The way to make an instant "deadweight loss" by this logic, all you need to do is give a government subsidy to an input -- say underwrite 50 percent of the cost of sugar consumed by a producer -- and then limit the importation of qualifying sugar from abroad. Now you've got your parallel. Drop the restriction and continue the government payments for 1/2 the cost of imported sugar, and you've got "the services that would have been purchased in a 'free market', but aren't purchased given [importation] restrictions."

It's a dumb argument Bryan -- you seem to have an endless supply of these.

Buzzcut writes:

Here's an idea: mow your own lawn.

What about this deadweight loss: the technical solutions to lawn care that aren't developed because you can hire an illegal to do it for $20 per week.

Maybe there would be a cultural change away from grassy lawns to something else (prarie?). Or maybe people would just accept unkemp lawns.

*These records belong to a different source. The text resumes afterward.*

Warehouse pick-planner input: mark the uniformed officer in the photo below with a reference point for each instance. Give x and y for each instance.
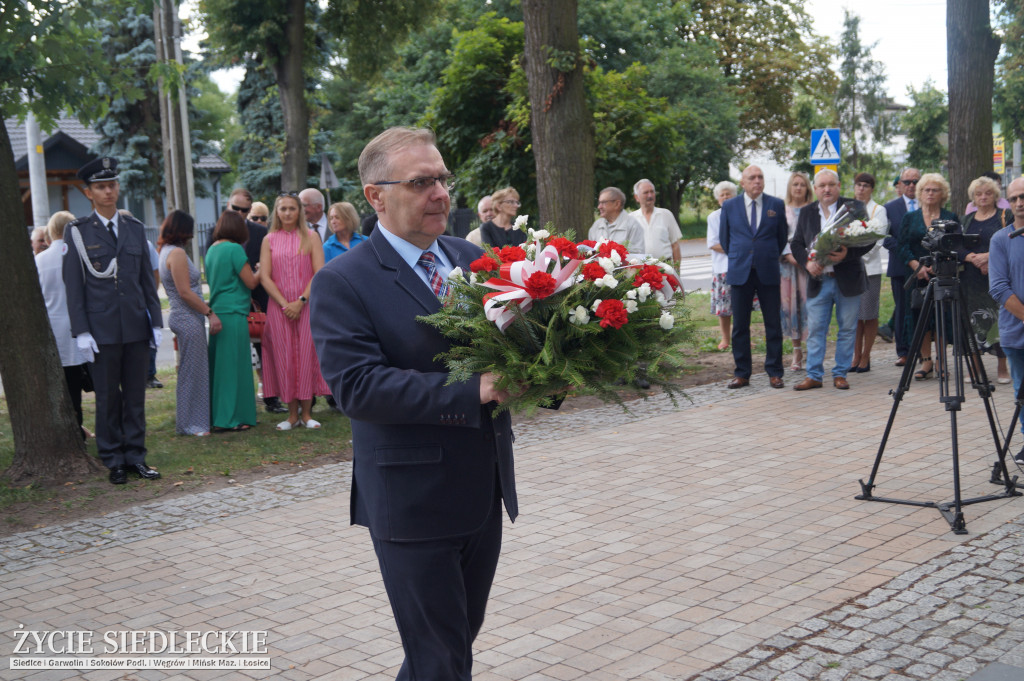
(115, 314)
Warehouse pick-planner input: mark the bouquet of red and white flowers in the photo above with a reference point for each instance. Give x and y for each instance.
(558, 315)
(848, 226)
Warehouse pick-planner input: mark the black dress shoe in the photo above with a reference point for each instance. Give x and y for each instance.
(143, 471)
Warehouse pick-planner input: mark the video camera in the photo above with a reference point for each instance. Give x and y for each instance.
(944, 238)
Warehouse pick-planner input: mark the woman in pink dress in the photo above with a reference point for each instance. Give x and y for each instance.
(289, 258)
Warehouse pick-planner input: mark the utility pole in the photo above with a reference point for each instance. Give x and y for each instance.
(174, 132)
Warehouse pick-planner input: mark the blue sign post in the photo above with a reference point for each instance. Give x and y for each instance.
(825, 146)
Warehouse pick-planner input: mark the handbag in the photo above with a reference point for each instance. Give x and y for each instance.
(257, 322)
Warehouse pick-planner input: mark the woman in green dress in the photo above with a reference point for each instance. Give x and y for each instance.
(232, 398)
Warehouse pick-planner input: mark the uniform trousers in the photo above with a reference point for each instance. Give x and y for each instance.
(119, 377)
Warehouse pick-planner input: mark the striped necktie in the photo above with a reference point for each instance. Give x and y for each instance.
(433, 277)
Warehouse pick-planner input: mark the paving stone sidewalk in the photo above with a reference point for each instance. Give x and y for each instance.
(960, 615)
(717, 541)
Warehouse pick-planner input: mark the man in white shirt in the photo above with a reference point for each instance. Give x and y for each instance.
(615, 223)
(312, 205)
(662, 235)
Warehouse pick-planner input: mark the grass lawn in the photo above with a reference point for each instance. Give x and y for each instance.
(194, 464)
(186, 463)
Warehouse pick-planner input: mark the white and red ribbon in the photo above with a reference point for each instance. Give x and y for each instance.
(510, 286)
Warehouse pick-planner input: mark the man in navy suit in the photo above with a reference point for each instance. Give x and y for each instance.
(431, 462)
(838, 284)
(896, 270)
(753, 233)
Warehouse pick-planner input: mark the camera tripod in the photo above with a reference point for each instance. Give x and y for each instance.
(944, 303)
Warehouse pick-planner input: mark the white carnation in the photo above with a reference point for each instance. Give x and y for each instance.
(644, 292)
(580, 315)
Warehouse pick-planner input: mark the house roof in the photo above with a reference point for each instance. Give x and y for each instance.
(81, 138)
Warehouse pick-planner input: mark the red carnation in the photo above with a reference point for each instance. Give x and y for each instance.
(565, 247)
(512, 254)
(593, 271)
(608, 247)
(649, 274)
(540, 285)
(483, 264)
(612, 313)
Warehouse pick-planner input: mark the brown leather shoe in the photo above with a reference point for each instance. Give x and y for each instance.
(807, 384)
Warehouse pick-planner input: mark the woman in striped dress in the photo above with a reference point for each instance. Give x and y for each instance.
(289, 259)
(181, 283)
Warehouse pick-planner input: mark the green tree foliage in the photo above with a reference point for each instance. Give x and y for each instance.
(925, 124)
(860, 99)
(768, 51)
(130, 128)
(1010, 72)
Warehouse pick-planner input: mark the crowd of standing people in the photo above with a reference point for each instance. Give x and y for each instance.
(261, 260)
(760, 260)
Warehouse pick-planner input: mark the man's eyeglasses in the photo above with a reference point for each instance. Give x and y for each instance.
(424, 183)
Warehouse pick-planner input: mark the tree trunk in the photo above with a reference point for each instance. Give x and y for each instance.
(48, 444)
(561, 126)
(292, 90)
(971, 52)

We should have lawn mowing robots and slow growth grass that doesn't need much mowing. But these solutions don't make sense in the current immigration environment.

8 writes:

If we had no slaves, some Americans would undoubtedly get their jobs at higher wages. Other jobs, such as cotton picking, would probably be automated. Meanwhile, many Americans would have to go without the services that slaves currently provide, such as landscaping, construction, and home care.

Dog of Justice writes:

Um, isn't it a clear win if price signals cause society to be restructured such that humans rarely have to do these unpleasant jobs, because they've either been automated or their need is otherwise minimized (e.g. slow growth grass)? The size of the underclass responds to incentives too, even though it's a slow process.

Think about the asymptotics of the situation for once, rather than just considering the immediate first derivative, and even doing that in a narrow manner that ignores major social costs.

mgroves writes:

What is it about this blog that attracts so many vitriolic comments? I mean, come on people, you can find this stuff in textbooks.

Troy Camplin writes:

When chicken plants opened up in Kentucky over a decade ago, the first people to go work at them were white -- Kentucky being mostly white and poor, the latter meaning many wre willing to go work for the relatively high wages. Before long, the whites started quitting. They quickly discovered that they didn't want to work gutting chickens, even at the wages they were given. But guess who stayed? And guess who now works in those plants?

So there are jobs that Ameircans don't want to do -- even at a decent wage. And it may not have anything to do with money. Offer to pay $1000 per hour, and you still won't get vegans to work at a chicken processing plant. I suspect the same would be true among African Americans if you offered them the same to pick cotton, though their objections would be historical. In fazct, I read a study that suggested that African Americans specifically avoided field work precisely due to their cultural history. Hispanics don't have that history, so it doesn't bother them to do that kind of work. There's also a bit of reinforcement going on as well. If some Hispanics are working at a particular place, they will tell their friends and family -- who are mostly Hispanic -- about the job. Further, if you have hired a large number of Spanish-speakers, it makes sense to continue to do so, for communicaiton purposes.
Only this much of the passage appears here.